Los nombres están sobre la mesa: Bradley Barcola e Ibrahim Mbaye, ambos de Paris Saint-Germain, figuran como objetivos prioritarios, aunque las negociaciones con el club francés están atascadas. Brighton también escucha llamadas por Yankuba Minteh, otro jugador que gusta, pero su precio es alto y, para colmo, está lesionado.

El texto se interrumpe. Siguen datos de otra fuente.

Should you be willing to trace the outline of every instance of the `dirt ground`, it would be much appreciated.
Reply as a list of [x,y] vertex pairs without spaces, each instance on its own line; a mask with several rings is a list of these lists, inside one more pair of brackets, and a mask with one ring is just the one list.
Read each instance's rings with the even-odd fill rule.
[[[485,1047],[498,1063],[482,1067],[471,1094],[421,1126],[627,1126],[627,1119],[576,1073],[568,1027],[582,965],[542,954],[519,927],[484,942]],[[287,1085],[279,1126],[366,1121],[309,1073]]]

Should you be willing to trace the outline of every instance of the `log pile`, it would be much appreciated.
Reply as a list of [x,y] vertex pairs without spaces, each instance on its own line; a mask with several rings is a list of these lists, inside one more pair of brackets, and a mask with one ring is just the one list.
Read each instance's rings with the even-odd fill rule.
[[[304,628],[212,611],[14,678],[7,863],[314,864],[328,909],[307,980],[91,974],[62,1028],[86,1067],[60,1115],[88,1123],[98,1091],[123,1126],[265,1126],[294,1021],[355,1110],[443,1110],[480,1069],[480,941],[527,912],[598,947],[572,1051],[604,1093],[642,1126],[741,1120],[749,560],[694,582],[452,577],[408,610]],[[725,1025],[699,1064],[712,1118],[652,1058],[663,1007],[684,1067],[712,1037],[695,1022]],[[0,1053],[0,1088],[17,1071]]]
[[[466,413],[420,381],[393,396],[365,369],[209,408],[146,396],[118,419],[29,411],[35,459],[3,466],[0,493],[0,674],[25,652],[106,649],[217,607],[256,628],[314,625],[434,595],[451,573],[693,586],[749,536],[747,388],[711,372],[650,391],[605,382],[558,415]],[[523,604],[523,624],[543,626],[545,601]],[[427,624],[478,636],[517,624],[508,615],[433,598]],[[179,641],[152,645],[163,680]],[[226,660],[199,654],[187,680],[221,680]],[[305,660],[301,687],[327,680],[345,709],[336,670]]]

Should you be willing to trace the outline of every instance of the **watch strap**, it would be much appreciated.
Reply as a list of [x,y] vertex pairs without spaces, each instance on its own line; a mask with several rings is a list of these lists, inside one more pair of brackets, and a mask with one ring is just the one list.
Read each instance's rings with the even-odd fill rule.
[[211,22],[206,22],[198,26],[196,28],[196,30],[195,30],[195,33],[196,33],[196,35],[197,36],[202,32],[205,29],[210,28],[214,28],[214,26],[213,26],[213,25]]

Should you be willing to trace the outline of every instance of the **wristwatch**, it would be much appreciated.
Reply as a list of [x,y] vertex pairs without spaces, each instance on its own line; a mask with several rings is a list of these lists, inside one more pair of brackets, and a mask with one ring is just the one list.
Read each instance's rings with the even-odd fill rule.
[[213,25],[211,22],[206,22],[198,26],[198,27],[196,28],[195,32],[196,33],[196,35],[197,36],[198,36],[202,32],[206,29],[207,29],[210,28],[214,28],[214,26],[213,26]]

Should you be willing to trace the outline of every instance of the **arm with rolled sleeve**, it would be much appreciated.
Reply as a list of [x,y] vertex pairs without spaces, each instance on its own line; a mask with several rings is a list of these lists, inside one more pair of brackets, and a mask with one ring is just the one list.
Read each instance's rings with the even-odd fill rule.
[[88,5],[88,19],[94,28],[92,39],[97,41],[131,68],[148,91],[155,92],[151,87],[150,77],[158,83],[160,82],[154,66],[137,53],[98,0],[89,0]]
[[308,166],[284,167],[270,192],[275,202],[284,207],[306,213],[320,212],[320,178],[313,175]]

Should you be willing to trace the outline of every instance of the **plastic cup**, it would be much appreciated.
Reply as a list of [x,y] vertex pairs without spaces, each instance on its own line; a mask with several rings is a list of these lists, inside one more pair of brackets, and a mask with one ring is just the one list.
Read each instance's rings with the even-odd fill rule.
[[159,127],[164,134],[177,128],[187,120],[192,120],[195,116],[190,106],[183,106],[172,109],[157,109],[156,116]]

El caso Gakpo y un verano aún abierto
En medio de ese rompecabezas aparece otra incógnita: el futuro de Cody Gakpo. El neerlandés fue uno de los pocos que respondió en St. James' Park con ese primer gol que dio vida a Liverpool, pero su nombre suena para salir. Tottenham se ha posicionado como posible destino dentro de la propia Premier League.
Iraola necesita gol, jerarquía y estabilidad. El club necesita decidir si vende a un atacante que ya le sostiene en el debut liguero. Y mientras tanto, Isak se marcha de su antigua casa sin celebrar, con la sensación de que el partido le pedía un golpe de autoridad que nunca llegó.
La temporada apenas comienza, pero entre gritos de frustración, penaltis sobre la bocina y fichajes por cerrar, la pregunta ya es inevitable: ¿qué versión de Liverpool veremos cuando el mercado se cierre y no haya margen para excusas?